Изменить размер шрифта - +

— Брат, — выдавил Рютгард, — как мне тебя жаль… Ведь это, — Корнелиус хлопнул ладонью по фотографии в газете, — девушка твоей мечты, материализация твоих снов, это твоя несуществующая сестра милосердия из Кенигсберга…

Мок вытер мокрый лоб. Кабинет доктора Рютгарда удлинился и сузился, окно превратилось в далекую светлую точку, картины на стенах выгнулись ромбами, голова Корнелиуса провалилась в плечи. Ванная комната была рядом, Мок споткнулся о порог, рухнул на пол и ударился головой о край унитаза. Боль была такая сильная, что слезы навернулись на глаза. Мок зажмурился, чувствуя, как теплая шишка пульсирует у него на лбу. Когда он открыл глаза, мир обрел привычные пропорции. В дверях стоял Рютгард, и размер головы у него был самый обыкновенный. Мок привстал, подогнул под себя ноги, достал из пиджака маузер, проверил, заряжен ли пистолет, и процедил сквозь зубы:

— Либо я убью себя, либо этого мерзавца, который должен был ее охранять…

— Постой, — Рютгард крепко ухватил его за запястья, — не надо никого убивать.

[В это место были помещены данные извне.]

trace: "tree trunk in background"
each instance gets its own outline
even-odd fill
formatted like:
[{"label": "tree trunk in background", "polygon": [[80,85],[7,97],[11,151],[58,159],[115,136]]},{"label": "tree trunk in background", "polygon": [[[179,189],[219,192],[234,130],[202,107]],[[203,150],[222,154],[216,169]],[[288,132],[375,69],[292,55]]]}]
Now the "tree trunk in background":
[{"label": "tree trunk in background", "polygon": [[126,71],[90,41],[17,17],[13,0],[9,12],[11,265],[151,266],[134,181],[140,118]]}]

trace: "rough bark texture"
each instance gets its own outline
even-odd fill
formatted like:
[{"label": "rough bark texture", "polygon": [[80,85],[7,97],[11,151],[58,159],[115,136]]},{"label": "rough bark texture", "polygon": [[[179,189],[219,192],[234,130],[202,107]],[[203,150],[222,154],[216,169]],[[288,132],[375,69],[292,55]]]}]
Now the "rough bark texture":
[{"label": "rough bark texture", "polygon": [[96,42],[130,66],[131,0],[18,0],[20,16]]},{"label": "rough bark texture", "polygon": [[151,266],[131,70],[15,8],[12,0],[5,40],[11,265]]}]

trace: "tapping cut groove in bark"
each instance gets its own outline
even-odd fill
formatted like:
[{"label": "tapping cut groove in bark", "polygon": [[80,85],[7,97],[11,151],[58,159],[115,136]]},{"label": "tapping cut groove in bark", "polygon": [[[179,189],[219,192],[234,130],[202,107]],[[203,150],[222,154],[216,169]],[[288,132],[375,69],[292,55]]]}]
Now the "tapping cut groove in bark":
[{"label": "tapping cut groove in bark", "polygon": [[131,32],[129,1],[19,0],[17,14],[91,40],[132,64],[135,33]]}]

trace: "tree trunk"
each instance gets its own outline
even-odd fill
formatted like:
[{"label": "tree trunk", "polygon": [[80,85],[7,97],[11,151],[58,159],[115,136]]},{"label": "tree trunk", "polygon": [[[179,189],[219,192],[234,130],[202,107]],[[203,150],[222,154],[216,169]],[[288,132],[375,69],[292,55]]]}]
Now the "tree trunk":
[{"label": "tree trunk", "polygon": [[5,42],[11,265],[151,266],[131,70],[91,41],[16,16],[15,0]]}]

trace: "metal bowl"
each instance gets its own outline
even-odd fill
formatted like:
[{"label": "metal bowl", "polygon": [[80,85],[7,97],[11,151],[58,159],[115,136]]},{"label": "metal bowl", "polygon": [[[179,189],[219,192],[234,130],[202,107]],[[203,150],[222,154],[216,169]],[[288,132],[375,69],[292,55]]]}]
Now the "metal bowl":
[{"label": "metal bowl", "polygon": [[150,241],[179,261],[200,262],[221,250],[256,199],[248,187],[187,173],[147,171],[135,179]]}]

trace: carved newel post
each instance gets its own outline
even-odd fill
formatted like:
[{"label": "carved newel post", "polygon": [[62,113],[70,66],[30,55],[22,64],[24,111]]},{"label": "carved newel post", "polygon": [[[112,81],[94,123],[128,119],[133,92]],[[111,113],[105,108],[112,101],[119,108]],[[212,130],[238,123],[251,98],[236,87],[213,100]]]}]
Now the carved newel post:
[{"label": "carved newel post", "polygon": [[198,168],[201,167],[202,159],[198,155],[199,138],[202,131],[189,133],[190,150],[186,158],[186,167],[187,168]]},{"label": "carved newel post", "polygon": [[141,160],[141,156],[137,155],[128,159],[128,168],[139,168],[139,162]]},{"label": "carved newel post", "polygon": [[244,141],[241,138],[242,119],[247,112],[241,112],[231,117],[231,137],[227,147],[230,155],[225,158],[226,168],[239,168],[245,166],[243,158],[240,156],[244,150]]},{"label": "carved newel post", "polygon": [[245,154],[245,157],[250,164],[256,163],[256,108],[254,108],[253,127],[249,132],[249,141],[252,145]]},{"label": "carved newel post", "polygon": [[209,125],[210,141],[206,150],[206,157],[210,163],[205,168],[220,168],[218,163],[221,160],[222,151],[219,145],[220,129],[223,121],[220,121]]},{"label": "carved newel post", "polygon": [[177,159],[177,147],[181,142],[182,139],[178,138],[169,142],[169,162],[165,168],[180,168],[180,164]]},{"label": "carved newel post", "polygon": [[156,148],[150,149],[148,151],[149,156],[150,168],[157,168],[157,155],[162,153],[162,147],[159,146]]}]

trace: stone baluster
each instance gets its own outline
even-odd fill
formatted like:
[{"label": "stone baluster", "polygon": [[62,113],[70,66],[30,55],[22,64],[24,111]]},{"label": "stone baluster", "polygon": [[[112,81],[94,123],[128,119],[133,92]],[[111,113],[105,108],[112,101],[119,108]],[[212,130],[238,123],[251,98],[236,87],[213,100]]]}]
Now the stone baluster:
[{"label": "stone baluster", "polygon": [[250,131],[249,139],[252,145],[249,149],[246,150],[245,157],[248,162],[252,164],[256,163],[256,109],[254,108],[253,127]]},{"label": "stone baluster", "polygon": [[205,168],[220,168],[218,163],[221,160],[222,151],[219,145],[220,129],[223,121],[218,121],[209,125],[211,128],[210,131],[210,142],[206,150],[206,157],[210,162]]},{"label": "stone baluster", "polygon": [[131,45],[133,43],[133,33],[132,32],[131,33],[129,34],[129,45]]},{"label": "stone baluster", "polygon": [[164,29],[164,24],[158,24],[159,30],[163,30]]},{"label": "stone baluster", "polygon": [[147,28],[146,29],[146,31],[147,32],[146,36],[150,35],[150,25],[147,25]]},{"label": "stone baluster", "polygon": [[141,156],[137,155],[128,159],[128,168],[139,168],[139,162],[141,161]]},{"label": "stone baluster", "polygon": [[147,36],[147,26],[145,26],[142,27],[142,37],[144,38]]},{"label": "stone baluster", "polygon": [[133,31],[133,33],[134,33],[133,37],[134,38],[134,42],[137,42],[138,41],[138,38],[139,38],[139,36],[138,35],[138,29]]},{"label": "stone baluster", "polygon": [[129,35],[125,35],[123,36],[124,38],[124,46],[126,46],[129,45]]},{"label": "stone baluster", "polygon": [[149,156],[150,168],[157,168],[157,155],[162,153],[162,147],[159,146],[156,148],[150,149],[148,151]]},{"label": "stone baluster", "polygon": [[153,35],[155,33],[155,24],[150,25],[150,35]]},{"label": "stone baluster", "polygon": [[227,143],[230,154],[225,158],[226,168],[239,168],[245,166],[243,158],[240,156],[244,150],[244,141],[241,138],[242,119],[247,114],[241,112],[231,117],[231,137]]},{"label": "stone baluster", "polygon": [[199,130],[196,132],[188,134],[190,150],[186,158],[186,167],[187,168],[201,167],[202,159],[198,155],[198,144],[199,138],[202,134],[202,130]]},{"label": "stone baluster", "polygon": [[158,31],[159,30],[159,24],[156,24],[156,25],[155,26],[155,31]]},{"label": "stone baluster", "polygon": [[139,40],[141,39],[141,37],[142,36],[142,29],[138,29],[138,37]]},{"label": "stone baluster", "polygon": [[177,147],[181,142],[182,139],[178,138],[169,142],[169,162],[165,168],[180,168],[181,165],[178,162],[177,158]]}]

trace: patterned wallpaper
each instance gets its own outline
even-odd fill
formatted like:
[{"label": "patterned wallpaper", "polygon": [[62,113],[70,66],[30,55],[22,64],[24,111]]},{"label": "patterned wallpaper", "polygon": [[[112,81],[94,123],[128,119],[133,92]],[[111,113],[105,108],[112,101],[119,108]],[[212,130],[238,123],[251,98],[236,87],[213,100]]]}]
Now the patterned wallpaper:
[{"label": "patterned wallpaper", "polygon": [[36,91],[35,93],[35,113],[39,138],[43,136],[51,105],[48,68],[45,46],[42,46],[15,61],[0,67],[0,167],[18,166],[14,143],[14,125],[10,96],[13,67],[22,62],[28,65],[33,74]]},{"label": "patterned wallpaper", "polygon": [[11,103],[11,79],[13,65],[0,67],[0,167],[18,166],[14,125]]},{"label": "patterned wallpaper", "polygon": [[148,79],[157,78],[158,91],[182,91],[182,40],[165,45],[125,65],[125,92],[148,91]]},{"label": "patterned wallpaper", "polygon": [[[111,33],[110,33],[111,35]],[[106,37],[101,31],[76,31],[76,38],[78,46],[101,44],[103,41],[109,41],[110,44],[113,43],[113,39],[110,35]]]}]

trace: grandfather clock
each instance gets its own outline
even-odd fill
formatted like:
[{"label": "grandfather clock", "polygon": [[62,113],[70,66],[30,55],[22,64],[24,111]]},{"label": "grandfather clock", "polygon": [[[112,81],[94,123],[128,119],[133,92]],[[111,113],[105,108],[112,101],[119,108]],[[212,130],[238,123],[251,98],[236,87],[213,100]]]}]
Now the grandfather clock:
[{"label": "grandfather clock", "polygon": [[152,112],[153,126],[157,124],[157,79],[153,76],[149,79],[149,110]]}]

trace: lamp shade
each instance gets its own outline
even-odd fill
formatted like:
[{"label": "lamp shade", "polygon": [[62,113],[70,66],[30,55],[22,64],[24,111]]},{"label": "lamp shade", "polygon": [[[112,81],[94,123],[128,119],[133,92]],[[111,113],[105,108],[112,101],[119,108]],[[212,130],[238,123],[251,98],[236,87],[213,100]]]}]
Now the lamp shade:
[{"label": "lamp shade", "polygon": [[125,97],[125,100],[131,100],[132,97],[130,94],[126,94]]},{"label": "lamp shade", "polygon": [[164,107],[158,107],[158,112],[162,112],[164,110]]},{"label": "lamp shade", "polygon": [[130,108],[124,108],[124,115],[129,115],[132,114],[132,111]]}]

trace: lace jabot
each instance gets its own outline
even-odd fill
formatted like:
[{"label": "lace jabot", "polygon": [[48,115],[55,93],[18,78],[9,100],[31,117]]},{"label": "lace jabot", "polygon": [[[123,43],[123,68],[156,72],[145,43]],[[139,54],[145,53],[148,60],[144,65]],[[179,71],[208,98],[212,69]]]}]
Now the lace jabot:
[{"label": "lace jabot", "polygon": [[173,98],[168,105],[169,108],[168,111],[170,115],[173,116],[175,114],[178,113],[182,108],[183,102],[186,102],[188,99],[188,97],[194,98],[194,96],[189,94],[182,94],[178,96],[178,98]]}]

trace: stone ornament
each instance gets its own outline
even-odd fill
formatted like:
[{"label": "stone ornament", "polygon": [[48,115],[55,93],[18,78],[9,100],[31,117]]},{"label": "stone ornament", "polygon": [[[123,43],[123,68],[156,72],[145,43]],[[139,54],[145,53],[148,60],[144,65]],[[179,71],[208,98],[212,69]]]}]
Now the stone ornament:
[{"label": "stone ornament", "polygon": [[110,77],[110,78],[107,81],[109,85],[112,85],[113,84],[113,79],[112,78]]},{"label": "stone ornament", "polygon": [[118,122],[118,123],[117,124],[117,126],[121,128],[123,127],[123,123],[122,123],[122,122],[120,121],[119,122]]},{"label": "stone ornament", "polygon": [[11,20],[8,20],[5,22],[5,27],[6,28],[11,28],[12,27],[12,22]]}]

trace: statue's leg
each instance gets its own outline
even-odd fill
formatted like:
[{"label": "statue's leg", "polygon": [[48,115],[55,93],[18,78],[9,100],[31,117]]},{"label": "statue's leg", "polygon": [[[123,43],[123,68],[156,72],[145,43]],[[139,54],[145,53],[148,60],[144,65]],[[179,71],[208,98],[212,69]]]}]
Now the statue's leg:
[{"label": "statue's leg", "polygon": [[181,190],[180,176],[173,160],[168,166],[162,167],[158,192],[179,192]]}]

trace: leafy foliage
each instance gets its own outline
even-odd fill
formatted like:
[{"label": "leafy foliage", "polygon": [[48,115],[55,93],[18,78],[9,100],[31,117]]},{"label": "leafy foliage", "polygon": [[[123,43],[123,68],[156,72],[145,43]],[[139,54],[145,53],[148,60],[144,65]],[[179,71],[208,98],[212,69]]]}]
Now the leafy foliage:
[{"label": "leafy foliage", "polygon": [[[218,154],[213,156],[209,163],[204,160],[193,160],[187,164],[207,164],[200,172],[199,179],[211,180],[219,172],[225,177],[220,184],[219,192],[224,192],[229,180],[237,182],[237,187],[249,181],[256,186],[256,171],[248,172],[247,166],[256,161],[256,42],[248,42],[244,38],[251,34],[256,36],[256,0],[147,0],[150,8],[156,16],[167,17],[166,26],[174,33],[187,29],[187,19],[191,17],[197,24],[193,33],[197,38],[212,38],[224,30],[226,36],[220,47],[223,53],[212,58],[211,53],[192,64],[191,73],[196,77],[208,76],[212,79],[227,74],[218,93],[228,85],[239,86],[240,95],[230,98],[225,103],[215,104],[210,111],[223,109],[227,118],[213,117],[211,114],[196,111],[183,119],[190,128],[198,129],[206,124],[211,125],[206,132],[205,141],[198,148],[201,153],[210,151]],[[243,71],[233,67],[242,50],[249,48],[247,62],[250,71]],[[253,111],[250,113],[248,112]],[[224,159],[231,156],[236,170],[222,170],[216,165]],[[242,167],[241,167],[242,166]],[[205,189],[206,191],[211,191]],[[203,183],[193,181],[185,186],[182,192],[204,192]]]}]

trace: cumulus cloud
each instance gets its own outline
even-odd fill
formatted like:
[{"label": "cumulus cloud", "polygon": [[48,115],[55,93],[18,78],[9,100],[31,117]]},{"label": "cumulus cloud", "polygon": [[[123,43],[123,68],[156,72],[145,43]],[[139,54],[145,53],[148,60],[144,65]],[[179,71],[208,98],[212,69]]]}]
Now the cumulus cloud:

Сядь на диван и все спокойно расскажи. Мы найдем выход, вот увидишь… Ведь девушка просто пропала, может быть, она еще жива…

Чуть ли не силой уложив Мока на бархатный диван в кабинете, слишком короткий, чтобы как следует вытянуть ноги, и подсунув под голову подушку, доктор снял с друга ботинки, приложил к шишке на лбу холодный нож, употребляемый для вскрытия конвертов.

— Ничего я тебе не скажу. — Моку явно стало легче. — Я не могу об этом говорить, Корни… Не могу…

— Дорогой мой, ты даже не представляешь себе, насколько целительна может быть беседа с человеком, который тебе сочувствует… — Доктор был сама серьезность. Его лицо с седоватой, ровно подстриженной бородой излучало дружелюбие, глаза за стеклами пенсне светились умом. — Послушай, мне известна терапия, которая очень положительно воздействует на пациента, когда тот не хочет или не может до конца довериться психологу…

— Ты не психолог, Рютгард. — Мока охватила сонливость. — А я не твой пациент. Сифилиса у меня пока что нет.

— Но ты мой друг. — У Рютгарда вдруг будто язык отнялся, прошло чуть ли не полминуты, прежде чем ему удалось договорить. — Единственный друг за всю мою жизнь…

— Что это за метод? — Мок, казалось, не слышал последних слов доктора.

— Он позволит проникнуть в твое подсознание, вскроет неосмысленное и отторгнутое, покажет пережитое, которого ты стыдишься… Благодаря этому методу ты осознаешь, что больше всех на свете любишь отца, а пропавшая девушка — не более чем мимолетное увлечение… Если ты поймешь сам себя, ничто уже не выведет тебя из равновесия, ты будешь жить и действовать, как хочет твое глубинное «я». Gnothi seauton!В основе этого метода — гипноз. Я овладел этим искусством и не причиню тебе зла, как не причинил его собственной дочери, когда вводил ее в транс. Да разве мог бы я нанести вред самому близкому мне человеку?

Последних слов Рютгарда Мок уже не слышал. Осенний ветер, срывающий листья с деревьев в Южном парке, ревел за окном морским штормом, ленивый Одер подернулся рябью и превратился в Преголу, над которой несся соленый вихрь…

Мок очутился в Кенигсберге…

 

Кенигсберг, суббота, 28 ноября 1916 года, полночь

 

Ефрейтор Эберхард Мок никак не мог взобраться по лестнице дома на Книпродештрассе, 8, и вовсе не потому, что она была такая уж крутая или скользкая. Причина тут была совсем другая: в животе плескалось шестьсот граммов литовской травяной настойки «Триждивинус», и ефрейтор не помнил даже даты своего рождения.